Dynamic Appearances: fine-tuning visibility conditions

How dynamic appearances can use different meshes/submeshes in a single root entity file.

Summary

Published: Sep 09 2024 by Sumi Last documented edit: Sep 09 2024 by manavortex

This page is an extension of ItemAdditions: Dynamic Appearances and explains how to fine-tune item visibility conditions beyond the basic scope.

Via root entity

You can use yaml instances to create different appearance names. These let you use different root entity entries which can point at different appearances in the .app file – letting you use partsOverride to show or hide different parts of your item!

Let's look at an example.

Editing the .yaml

We're adding the type parameter to the custom t-shirt's definition array.

  $instances:
    - { type: sleeves, base_color: white, ribbons: red,  icon: 01 }
    - { type: nosleeves, base_color: black, ribbons: red,  icon: 02 }

Since the variants only start after the exclamation mark, we can generate different appearance names:

before:

appearanceName: root_entity_dynamic_appearance_!$(base_color)+$(ribbons)

after:

appearanceName: root_entity_dynamic_appearance_$(type)_!$(base_color)+$(ribbons)

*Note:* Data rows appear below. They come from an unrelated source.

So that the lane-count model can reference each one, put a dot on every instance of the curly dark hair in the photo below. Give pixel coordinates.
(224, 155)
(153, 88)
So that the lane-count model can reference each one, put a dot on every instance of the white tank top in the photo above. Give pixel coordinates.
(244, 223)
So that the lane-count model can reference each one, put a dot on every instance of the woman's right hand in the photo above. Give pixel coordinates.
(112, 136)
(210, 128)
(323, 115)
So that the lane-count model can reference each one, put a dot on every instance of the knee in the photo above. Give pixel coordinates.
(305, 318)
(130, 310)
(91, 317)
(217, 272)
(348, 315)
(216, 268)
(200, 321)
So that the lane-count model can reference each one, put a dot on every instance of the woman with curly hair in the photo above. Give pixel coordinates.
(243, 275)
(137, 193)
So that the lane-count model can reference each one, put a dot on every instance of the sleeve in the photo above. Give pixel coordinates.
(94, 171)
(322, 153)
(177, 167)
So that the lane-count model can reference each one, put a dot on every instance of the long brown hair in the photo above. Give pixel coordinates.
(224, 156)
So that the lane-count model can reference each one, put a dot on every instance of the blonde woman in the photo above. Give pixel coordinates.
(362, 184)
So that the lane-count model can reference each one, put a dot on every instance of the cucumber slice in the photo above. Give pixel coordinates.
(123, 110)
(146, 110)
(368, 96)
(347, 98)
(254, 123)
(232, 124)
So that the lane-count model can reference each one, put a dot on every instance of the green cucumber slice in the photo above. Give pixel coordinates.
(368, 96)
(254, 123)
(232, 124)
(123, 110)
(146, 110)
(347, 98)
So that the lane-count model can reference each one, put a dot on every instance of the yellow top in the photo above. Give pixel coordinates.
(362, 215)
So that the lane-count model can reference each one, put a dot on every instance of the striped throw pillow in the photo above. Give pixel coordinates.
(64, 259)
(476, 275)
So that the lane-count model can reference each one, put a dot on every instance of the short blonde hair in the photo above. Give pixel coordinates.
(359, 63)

This will look up the following names in your root entity:

root_entity_dynamic_appearance_sleeves_

root_entity_dynamic_appearance_nosleeves_

Then you would add the following entries to your .app file with the names :

root_entity_dynamic_appearance_sleeves_

root_entity_dynamic_appearance_nosleeves_

Now you have options. The next step will depend on your goals. In the .app file, you could use partsOverrides to hide different parts of the mesh for each appearance (like the sleeve submesh for the no-sleeve version. See Chunkmasks: partially hiding meshes), or you could set partsValues to different mesh.ent files (like a standard and looser-fitting version).

But wait, couldn't I accomplish this by doing [x] instead?

Yes, probably. During your exploration of the wiki you will likely come across many different ways to create item variants. The benefit is that you don't have to manage as many root entity files, but it's just a matter of preference and what works best for your project.